Читать книгу Aus dir wird nie etwas! - Dorothee Degen-Zimmermann - Страница 6
Immer auf Nahrungssuche
ОглавлениеDann laufen sie zurück in den Kindergarten, Zeit für die warme Pausenmilch. Aber da heisst es höllisch aufpassen. Fräulein Blumenkohl will Theo zähmen, und es ist schon vorgekommen, dass sie ihn im Keller eingesperrt hat, damit er nicht weglaufen konnte. Der Kater Moro sei mit ihm im Keller gewesen, erzählte Theo später, und Päuli versteht, dass sogar der Kater dem Fräulein gehorchen muss. Aber bei Theo hat es wenig Erfolg.
«Scheeni Epfel, Härdepfel, Gmies! Chömet, Madamle!» Die Elsässer Gemüsefrau hört man schon von weitem. Sie schiebt ihren grossrädrigen Handwagen durch die Strassen Kleinbasels, macht da und dort Station und wartet auf die Frauen, die mit ihren Einkaufsnetzen aus den Häusern kommen, das Angebot begutachten und überlegen, was sie zu Mittag kochen wollen. Die Kinder stellen sich daneben und blicken erwartungsvoll zur Gemüsefrau auf.
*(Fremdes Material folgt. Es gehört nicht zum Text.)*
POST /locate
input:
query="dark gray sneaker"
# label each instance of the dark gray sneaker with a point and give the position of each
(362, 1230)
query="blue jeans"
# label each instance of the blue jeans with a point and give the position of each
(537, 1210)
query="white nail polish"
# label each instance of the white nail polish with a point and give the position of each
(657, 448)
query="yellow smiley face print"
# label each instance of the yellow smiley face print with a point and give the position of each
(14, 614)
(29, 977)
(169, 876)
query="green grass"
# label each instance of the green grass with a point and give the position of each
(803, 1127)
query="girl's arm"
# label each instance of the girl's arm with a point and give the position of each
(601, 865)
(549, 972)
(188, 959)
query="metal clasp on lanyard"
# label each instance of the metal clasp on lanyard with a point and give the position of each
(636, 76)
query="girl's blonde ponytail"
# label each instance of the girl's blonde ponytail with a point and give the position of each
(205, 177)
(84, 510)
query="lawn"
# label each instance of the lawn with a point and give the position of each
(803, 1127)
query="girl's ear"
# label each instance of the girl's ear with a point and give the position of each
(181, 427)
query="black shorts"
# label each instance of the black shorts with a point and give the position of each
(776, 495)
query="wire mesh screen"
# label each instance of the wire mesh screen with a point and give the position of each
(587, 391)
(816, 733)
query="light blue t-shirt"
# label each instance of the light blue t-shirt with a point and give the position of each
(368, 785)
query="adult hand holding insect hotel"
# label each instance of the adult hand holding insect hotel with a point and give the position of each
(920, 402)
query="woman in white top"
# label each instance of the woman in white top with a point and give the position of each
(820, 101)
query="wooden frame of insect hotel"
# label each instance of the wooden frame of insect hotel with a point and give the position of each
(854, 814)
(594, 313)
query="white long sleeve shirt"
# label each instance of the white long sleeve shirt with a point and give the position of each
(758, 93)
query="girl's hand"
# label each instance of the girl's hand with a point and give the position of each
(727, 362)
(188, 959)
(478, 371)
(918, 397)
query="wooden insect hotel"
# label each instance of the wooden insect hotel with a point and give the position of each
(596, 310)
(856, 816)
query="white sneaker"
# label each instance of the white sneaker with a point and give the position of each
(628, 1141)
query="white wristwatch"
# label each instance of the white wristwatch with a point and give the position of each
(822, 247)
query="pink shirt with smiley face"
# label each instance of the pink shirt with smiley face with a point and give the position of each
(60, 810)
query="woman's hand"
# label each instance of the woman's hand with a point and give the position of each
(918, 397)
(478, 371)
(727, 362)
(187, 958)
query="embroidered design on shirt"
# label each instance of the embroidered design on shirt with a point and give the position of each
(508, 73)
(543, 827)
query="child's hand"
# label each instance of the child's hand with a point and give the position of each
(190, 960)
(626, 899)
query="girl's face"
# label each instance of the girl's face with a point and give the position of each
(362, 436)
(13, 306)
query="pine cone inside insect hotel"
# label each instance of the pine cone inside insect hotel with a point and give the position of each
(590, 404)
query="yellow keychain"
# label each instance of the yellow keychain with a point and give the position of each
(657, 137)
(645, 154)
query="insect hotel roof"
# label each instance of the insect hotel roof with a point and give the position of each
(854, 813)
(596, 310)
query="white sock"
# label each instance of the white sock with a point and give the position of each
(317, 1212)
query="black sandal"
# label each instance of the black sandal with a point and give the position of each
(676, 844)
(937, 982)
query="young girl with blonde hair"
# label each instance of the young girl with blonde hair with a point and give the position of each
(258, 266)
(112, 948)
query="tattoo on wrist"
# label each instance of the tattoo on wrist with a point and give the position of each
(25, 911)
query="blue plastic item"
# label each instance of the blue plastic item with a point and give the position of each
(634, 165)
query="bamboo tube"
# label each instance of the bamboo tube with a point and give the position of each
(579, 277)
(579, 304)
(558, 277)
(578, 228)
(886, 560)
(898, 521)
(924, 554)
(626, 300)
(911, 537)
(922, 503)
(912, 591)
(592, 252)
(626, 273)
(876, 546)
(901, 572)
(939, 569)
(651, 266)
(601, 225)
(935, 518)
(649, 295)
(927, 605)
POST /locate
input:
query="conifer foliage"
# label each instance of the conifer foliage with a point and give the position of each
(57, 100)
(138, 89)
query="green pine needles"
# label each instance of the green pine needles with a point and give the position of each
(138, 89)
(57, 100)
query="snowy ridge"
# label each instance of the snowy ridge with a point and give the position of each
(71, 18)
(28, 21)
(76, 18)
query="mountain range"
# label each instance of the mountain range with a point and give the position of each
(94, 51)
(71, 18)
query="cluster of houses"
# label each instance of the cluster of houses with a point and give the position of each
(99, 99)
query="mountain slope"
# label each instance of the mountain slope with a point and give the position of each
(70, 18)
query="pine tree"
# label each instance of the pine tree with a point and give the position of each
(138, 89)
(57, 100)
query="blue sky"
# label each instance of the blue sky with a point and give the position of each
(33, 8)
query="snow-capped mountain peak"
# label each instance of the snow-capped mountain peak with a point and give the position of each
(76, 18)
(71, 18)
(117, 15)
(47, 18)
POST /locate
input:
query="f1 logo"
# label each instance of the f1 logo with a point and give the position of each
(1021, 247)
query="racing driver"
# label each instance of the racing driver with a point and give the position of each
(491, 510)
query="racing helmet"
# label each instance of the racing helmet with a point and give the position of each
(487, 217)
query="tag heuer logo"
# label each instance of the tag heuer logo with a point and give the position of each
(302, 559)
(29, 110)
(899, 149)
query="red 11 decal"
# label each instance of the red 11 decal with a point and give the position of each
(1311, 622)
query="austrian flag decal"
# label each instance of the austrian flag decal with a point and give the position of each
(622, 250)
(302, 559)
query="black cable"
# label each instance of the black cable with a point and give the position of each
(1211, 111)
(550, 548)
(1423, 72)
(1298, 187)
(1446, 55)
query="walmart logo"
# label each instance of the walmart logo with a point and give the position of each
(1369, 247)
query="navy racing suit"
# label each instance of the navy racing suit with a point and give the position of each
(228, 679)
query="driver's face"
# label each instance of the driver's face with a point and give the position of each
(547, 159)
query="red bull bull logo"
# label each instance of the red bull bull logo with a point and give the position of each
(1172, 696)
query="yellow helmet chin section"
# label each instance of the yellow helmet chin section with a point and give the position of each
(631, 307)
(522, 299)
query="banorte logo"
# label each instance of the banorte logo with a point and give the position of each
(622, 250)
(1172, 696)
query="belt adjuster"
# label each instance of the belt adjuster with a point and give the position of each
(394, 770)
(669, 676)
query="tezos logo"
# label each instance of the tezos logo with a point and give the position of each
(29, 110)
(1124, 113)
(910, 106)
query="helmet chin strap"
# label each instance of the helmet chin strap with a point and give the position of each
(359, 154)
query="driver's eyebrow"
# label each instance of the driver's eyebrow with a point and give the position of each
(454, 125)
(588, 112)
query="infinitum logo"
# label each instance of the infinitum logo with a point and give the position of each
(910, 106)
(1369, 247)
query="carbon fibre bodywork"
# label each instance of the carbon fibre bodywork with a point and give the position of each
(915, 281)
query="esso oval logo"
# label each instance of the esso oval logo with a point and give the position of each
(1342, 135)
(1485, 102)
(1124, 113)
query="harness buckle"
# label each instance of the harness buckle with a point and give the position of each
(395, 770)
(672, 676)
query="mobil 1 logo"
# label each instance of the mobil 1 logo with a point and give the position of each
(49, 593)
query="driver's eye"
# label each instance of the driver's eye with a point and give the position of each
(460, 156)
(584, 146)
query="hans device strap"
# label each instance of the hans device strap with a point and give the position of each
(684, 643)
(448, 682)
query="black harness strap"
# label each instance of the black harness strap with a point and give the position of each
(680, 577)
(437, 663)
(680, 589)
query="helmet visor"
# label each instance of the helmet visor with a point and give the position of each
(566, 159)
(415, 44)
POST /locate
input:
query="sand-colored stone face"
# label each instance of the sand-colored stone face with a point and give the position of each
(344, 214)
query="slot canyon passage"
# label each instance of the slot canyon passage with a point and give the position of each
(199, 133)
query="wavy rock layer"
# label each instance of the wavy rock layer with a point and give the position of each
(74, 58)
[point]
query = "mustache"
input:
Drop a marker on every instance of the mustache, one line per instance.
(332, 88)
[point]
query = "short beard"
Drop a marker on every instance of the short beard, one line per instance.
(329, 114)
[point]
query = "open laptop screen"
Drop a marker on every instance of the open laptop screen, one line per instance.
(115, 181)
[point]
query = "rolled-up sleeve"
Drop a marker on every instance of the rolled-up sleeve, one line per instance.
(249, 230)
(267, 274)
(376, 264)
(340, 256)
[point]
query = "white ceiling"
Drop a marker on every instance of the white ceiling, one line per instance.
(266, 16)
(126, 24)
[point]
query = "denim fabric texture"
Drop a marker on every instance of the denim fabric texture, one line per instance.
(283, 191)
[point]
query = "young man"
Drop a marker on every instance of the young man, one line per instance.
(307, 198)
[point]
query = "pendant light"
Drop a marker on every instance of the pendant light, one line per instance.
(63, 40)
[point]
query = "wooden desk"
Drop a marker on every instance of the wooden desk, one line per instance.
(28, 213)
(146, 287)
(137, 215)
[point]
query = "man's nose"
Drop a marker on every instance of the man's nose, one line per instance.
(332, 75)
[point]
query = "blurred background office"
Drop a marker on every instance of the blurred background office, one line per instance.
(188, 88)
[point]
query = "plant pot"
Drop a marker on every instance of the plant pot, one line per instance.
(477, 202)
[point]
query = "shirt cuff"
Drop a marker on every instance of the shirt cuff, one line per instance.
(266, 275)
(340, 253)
Sie wissen, dass sie ein weiches Herz hat, und hoffen nie vergeblich auf ein Rüebli oder Radiesli, das sie im Weitergehen verzehren.
Theo(4) und Päuli (2), zirka 1951. Als Päulis Haare geschnitten wurden, bewahrte die Mutter eine Locke auf, Paul besitzt sie heute noch.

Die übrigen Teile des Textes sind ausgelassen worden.